# 2 Creeds



## Chad (Apr 15, 2013)

Wanted to check zero on the two 6.5 Creedmoors and run them over the MagnetoSpeed. Both were shot with the Hornady 140gr AMAX.







I shot them for accuracy first, both had clean barrels. Rem700 has a Krieger 26" barrel and the Savage is stock 20"

Cold bore is on the center orange followed by a three shot group to the right.

Rem700 custom, top group, stock Savage light weight hunter on the bottom:






Muzzle velocity for five shots from each was:

2862fps for the Kreiger 26" and 2770 for the Savage 20".

Adjusted the windage on the Savage .2 left and will reshoot it.


----------



## Chad (Apr 17, 2013)

Gave both rifles a good cleaning, ammo is the same 140AMAX.
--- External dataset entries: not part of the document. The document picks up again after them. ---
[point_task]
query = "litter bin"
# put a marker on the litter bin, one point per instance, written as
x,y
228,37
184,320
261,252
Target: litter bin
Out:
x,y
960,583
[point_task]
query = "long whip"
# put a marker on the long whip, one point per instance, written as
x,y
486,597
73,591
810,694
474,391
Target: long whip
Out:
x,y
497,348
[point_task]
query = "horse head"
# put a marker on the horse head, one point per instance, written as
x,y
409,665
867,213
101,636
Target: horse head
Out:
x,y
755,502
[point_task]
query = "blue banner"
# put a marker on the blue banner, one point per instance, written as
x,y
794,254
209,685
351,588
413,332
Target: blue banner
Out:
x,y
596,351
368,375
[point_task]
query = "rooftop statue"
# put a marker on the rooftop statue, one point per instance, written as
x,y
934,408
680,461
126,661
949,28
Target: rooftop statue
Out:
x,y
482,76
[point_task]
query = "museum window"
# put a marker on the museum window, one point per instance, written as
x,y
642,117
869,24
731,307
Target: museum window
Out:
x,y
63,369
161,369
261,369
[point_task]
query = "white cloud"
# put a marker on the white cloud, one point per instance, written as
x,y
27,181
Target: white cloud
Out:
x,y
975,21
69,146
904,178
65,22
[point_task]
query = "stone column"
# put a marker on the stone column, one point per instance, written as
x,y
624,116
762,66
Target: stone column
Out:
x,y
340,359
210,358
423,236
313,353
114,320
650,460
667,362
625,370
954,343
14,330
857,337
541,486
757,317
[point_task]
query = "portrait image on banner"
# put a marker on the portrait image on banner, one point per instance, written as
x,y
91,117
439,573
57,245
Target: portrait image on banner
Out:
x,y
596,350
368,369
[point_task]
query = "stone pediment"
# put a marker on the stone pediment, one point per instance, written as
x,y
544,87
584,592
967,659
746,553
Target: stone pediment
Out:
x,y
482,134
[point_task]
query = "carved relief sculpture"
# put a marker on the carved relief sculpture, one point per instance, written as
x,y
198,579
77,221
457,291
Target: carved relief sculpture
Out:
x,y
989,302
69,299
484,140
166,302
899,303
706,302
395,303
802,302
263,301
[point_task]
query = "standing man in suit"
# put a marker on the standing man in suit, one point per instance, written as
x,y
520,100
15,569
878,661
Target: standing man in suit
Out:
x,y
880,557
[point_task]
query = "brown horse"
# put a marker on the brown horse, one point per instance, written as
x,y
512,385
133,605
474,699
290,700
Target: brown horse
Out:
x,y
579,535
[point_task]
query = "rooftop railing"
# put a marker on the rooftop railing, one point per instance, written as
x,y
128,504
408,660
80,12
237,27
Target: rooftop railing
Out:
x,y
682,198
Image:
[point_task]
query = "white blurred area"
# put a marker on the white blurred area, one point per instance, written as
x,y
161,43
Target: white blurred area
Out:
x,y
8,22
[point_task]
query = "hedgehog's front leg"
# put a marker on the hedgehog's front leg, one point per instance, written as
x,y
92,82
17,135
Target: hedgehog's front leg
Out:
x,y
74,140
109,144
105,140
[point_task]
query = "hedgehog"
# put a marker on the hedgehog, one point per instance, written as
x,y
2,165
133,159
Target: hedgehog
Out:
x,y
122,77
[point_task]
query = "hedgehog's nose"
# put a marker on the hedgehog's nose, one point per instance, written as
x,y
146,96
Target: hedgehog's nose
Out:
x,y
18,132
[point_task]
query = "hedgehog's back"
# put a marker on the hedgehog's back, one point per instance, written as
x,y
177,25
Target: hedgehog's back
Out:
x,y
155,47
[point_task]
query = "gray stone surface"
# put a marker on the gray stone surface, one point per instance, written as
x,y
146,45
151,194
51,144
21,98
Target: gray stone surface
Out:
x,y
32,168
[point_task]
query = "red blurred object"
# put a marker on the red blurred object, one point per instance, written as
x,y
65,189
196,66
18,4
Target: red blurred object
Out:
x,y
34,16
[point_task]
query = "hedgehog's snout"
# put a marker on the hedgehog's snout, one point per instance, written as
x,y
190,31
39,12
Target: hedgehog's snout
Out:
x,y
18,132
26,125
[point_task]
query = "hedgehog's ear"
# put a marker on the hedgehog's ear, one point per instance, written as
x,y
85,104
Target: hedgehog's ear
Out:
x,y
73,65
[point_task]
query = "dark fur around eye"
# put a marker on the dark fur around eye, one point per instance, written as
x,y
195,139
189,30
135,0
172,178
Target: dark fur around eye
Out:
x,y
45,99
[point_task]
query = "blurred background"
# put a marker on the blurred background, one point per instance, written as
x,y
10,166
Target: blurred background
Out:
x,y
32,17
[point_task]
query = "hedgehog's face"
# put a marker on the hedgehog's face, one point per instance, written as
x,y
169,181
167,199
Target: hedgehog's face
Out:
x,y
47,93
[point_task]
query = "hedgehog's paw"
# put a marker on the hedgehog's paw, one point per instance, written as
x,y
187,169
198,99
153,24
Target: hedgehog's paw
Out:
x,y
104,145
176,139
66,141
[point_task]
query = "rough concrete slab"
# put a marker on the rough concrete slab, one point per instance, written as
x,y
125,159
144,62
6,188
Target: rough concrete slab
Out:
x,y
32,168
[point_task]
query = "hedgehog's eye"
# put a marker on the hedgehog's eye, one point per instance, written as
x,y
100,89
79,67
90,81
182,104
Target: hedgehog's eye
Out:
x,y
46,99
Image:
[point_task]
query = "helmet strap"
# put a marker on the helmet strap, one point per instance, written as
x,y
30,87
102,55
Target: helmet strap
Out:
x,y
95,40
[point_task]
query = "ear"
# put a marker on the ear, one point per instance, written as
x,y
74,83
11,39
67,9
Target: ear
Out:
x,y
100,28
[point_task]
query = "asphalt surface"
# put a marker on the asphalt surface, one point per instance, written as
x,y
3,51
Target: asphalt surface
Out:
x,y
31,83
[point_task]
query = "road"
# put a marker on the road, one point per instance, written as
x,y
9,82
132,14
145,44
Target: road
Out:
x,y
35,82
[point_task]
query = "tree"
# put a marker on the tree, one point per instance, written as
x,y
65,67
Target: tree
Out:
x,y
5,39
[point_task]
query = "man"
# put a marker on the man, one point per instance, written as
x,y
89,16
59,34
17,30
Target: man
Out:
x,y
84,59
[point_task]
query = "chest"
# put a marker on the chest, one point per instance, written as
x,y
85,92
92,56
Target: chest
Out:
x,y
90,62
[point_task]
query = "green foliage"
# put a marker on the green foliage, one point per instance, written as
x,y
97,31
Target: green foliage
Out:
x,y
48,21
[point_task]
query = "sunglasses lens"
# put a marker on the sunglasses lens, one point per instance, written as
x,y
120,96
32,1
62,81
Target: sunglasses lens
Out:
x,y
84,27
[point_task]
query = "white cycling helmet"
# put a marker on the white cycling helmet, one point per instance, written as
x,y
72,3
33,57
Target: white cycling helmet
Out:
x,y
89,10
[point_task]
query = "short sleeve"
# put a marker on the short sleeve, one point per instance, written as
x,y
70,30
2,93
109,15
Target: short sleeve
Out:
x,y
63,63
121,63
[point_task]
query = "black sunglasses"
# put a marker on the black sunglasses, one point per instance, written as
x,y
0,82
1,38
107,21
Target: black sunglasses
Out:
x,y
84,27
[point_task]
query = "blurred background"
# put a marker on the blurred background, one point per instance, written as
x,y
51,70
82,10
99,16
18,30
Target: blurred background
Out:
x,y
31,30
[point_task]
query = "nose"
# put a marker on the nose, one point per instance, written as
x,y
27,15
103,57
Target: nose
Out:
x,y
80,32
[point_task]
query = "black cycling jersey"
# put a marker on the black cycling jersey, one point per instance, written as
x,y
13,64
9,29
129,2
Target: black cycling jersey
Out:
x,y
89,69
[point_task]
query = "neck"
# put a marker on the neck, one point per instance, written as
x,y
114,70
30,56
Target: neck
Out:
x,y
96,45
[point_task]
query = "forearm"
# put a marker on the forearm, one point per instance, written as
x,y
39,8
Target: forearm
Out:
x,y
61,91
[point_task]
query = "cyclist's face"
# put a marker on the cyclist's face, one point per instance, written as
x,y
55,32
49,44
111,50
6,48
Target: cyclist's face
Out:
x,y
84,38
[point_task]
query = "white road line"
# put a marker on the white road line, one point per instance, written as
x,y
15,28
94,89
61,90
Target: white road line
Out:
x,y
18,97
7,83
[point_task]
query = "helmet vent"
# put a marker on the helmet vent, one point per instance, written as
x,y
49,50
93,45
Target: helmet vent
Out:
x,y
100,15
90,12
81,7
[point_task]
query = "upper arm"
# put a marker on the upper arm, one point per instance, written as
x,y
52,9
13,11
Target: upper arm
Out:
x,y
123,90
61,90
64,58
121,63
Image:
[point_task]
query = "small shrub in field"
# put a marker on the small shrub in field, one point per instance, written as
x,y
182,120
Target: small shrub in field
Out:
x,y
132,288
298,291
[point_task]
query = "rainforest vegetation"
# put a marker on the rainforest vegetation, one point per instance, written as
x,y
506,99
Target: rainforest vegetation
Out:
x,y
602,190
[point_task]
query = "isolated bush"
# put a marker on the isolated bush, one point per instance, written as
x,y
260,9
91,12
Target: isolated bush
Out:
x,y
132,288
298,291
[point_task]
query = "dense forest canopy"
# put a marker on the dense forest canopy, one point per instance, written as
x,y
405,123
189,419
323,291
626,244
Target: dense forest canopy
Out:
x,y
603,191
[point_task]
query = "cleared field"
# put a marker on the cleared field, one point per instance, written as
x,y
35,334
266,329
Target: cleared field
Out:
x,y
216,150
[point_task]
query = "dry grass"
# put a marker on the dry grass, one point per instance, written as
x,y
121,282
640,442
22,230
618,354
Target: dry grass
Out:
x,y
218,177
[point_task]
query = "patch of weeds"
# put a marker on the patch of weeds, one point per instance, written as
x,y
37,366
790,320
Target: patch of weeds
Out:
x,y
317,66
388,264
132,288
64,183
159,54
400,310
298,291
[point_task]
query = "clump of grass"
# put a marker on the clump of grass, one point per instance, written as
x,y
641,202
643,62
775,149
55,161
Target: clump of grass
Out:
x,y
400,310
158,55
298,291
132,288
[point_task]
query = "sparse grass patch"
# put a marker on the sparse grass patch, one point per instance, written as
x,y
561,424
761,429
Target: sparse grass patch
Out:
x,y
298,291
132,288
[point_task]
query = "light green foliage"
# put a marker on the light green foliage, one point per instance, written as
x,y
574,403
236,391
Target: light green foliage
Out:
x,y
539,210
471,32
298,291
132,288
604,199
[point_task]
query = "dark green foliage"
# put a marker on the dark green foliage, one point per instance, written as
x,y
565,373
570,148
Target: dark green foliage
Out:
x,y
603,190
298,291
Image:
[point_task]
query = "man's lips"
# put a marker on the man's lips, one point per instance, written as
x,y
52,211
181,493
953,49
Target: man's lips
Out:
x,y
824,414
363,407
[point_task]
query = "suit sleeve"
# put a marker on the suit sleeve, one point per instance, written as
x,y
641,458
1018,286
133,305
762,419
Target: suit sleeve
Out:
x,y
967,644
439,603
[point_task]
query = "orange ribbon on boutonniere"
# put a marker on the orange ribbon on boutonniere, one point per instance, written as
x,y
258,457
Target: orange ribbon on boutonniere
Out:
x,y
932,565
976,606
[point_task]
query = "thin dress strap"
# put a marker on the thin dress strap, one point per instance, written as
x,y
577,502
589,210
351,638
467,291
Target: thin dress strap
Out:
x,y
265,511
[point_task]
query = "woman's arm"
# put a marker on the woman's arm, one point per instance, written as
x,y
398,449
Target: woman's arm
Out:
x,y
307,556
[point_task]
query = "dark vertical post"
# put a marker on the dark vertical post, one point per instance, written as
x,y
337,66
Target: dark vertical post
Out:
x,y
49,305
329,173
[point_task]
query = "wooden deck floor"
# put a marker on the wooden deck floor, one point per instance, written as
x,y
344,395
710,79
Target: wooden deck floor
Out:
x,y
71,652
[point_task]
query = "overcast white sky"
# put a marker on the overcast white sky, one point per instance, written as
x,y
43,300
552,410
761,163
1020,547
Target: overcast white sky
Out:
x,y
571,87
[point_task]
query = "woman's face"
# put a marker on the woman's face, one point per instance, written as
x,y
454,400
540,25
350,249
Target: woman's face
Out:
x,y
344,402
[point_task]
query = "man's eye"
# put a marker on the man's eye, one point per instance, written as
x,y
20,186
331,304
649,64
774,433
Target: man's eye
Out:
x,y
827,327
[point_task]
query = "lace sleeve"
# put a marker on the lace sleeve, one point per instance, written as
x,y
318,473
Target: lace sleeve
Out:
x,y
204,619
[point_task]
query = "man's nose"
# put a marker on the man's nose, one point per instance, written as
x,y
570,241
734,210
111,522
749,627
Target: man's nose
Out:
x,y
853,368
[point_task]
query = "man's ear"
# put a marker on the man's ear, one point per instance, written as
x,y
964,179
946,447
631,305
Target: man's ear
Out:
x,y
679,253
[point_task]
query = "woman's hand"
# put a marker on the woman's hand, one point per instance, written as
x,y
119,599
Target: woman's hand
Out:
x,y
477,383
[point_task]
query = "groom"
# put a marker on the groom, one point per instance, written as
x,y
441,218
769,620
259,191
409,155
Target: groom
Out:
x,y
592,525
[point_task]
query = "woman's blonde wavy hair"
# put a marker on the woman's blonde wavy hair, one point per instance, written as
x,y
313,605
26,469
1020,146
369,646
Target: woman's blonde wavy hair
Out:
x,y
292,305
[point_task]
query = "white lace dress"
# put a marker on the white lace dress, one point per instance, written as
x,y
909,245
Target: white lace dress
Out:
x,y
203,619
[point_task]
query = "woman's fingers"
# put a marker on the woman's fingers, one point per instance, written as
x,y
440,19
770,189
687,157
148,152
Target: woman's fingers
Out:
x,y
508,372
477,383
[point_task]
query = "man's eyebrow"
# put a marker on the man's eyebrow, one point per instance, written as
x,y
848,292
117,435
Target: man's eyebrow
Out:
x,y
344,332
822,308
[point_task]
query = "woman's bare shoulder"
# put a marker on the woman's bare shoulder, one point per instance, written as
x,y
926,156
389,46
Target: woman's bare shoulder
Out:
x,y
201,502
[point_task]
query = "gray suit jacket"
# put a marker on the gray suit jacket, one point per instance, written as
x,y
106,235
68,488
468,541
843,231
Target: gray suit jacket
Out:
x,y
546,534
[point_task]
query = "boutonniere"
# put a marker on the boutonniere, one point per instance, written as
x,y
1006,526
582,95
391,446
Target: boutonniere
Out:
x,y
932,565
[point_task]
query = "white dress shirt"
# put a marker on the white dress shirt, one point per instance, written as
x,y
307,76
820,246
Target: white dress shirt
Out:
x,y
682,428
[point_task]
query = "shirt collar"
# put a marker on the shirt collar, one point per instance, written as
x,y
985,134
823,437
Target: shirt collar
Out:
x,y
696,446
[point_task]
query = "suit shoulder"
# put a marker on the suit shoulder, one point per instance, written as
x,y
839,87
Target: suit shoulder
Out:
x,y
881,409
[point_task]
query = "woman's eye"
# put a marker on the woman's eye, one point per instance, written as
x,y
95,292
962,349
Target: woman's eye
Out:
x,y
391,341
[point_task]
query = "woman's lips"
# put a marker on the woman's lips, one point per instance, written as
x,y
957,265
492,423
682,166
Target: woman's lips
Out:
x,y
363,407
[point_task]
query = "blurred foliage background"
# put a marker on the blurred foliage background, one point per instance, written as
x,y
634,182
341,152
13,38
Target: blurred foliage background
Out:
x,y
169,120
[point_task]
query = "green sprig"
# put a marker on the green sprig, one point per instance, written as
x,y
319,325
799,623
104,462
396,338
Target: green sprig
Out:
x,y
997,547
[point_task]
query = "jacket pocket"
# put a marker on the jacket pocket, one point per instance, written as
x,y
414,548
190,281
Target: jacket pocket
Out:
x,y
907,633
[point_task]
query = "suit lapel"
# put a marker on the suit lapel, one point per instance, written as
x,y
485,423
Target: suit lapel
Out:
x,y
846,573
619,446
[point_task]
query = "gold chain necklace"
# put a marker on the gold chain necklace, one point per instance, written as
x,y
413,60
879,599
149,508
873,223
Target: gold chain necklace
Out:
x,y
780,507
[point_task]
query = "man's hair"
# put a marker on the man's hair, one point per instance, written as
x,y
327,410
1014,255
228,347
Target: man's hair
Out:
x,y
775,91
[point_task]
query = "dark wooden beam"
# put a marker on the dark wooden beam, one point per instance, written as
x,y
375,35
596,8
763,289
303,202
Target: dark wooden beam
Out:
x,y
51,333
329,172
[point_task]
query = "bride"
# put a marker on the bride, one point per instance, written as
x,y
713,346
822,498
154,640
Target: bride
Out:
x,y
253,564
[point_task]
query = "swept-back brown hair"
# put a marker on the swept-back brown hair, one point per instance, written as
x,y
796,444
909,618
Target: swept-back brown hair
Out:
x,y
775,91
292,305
Savage was shot from the pack w/ rear bag, scope is a 1.8-10x @ 10x.

Cold bore on the top left followed by a three shot group on the top right. Let it cool(was shooting the Rem700) then shot the bottom row. Left side was using the Latigo sling prone and right was sling kneeling:







Custom Rem700 was shot off of bipods for CB(top left) and three shot group(top right). 
Bottom row was shot w/ RC1 sling, prone on the left.....heavy crosswind picked up on the kneeling and was moving my body enough I stopped shooting at the one shot.







Moved down to the steel range and shot both at 550yds. The Rem700 has a 5-25x, set at 20x for today, and exposed turrets to dial. The Savage has turret caps.

Bottom group was shot holding off 1mrad left for wind and 3mrad high for elevation. The top group was shot with the Rem700 w/ 3mrad up dialed and .9mrad left dialed. 







Savage printed better than normal, group is about 1.5" and the Rem700 grouped worse than normal at about 5".


----------